The complete laboratory synthesis of B₁₂ was achieved by Robert Burns Woodward and Albert Eschenmoser in 1972, and remains one of the classic feats of organic synthesis, requiring the effort of 91 postdoctoral fellows (mostly at Harvard) and 12 PhD students (at ETH Zurich) from 19 nations. The synthesis constitutes a formal total synthesis, since the research groups only prepared the known intermediate cobyric acid, whose chemical conversion to vitamin B₁₂ was previously reported. Though it constitutes an intellectual achievement of the highest caliber, the Eschenmoser–Woodward synthesis of vitamin B₁₂ is of no practical consequence due to its length, taking 72 chemical steps and giving an overall chemical yield well under 0.01%. And although there have been sporadic synthetic efforts since 1972, the Eschenmoser–Woodward synthesis remains the only completed (formal) total synthesis. Bacterial (or, perhaps archaeal) fermentation remains the only industrially viable source of the vitamin for food production and medicine. 

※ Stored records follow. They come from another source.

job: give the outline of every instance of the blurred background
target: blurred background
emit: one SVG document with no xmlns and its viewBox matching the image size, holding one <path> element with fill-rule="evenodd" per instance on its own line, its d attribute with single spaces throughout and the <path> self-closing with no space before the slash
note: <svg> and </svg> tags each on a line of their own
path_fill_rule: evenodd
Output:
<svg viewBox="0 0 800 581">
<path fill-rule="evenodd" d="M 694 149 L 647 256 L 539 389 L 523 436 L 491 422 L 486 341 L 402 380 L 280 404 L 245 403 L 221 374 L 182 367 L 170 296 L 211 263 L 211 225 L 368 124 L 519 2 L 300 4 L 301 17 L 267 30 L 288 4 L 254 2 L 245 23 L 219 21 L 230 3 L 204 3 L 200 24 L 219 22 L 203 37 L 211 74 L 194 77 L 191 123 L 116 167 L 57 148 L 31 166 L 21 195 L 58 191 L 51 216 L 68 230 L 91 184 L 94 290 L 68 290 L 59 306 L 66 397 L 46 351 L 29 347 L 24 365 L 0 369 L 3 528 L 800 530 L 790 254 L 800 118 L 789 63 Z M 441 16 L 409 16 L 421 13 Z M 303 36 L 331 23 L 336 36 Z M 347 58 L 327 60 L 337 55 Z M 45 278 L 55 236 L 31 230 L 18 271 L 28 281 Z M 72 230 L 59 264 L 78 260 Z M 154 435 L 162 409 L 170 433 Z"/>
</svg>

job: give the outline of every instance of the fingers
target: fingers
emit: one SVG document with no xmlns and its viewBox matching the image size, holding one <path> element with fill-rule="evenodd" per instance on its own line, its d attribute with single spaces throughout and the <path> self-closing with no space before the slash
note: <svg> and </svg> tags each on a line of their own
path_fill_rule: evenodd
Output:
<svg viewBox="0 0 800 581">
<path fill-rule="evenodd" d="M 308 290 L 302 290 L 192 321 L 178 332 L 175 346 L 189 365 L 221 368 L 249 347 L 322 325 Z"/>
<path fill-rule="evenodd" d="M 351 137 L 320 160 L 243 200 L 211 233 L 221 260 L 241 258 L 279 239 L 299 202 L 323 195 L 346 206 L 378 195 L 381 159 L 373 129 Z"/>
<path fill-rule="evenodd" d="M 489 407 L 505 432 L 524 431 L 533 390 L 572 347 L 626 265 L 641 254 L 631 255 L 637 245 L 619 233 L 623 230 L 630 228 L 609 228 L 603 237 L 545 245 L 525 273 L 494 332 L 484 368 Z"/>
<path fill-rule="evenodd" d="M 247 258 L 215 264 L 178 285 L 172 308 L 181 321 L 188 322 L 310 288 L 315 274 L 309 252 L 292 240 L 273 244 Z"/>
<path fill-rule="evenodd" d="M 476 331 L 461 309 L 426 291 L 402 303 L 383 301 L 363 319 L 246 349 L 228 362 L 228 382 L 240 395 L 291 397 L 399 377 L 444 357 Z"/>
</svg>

Species from the following genera and species are known to synthesize B₁₂: Propionibacterium shermanii, Pseudomonas denitrificans, Streptomyces griseus, Acetobacterium, Aerobacter, Agrobacterium, Alcaligenes, Azotobacter, Bacillus, Clostridium, Corynebacterium, Flavobacterium, Lactobacillus, Micromonospora, Mycobacterium, Nocardia, Protaminobacter, Proteus, Rhizobium, Salmonella, Serratia, Streptococcus and Xanthomonas.

History

• 1849 - Thomas Addison first described a case of pernicious anemia.
• 1877 - William Osler and William Gardner first described a case of neuropathy in this condition.
• 1878 - Hayem first described large red cells in the peripheral blood in this condition, which he called "giant blood corpuscles", now called macrocytes.
• 1880 - Paul Ehrlich first identified megaloblasts in the bone marrow in this condition.
• 1887 - Ludwig Lichtheim first described a case of myopathy in this condition.
• 1920 - George Whipple discovered that ingesting large amounts of liver seemed to most rapidly cure the anemia of blood loss in dogs, and hypothesized that eating liver might treat pernicious anemia.
• 1926 - George Minot shared the 1934 Nobel Prize with William Murphy and George Whipple, for discovery of an effective treatment for pernicious anemia using liver concentrate, later found to contain a large amount of vitamin B₁₂.
• 1928 - Edwin Cohn prepared a liver extract that was 50 to 100 times more potent in treating pernicious anema than the natural liver products. Whipple, Minot, and Murphy shared the 1934 Nobel Prize in Physiology or Medicine.
• 1929 - William Castle demonstrated that gastric juice contained an "intrinsic factor" which when combined with meat ingestion resulted in absorption of the vitamin in this condition.
• 1947 - Mary Shaw Shorb, in a collaborative project with Karl Folkers, was provided with a US$400 grant to develop the so-called "LLD assay" for B₁₂. LLD stood for Lactobacillus lactis Dorner, a strain of bacterium which required "LLD factor" for growth, which was eventually identified as B₁₂.
• 1948 - Shorb and colleagues Karl A. Folkers and Alexander R. Todd used the LLD assay to rapidly extract the anti-pernicious anemia factor from liver extracts, and pure B₁₂ was isolated.
• 1949 - Shorb and Folkers received the Mead Johnson Award from the American Society of Nutritional Sciences for their discovery.
• 1956 - The chemical structure of the molecule was determined by Dorothy Hodgkin, based on crystallographic data. She was awarded the 1964 Nobel Prize in Chemistry for determining the structure of vitamin B₁₂ and other complex molecules.
• 1959 - methods of producing the vitamin in large quantities from bacteria cultures were developed.
• 1981 - Observations of stereospecificity encountered by R. B. Woodward during the synthesis of vitamin B₁₂ led to the formulation of the principle of the conservation of orbital symmetry, which would result in a Nobel Prize in Chemistry by R. Hoffmann and K. Fukui.

Six Nobel Prizes have been awarded for direct and indirect studies of vitamin B₁₂.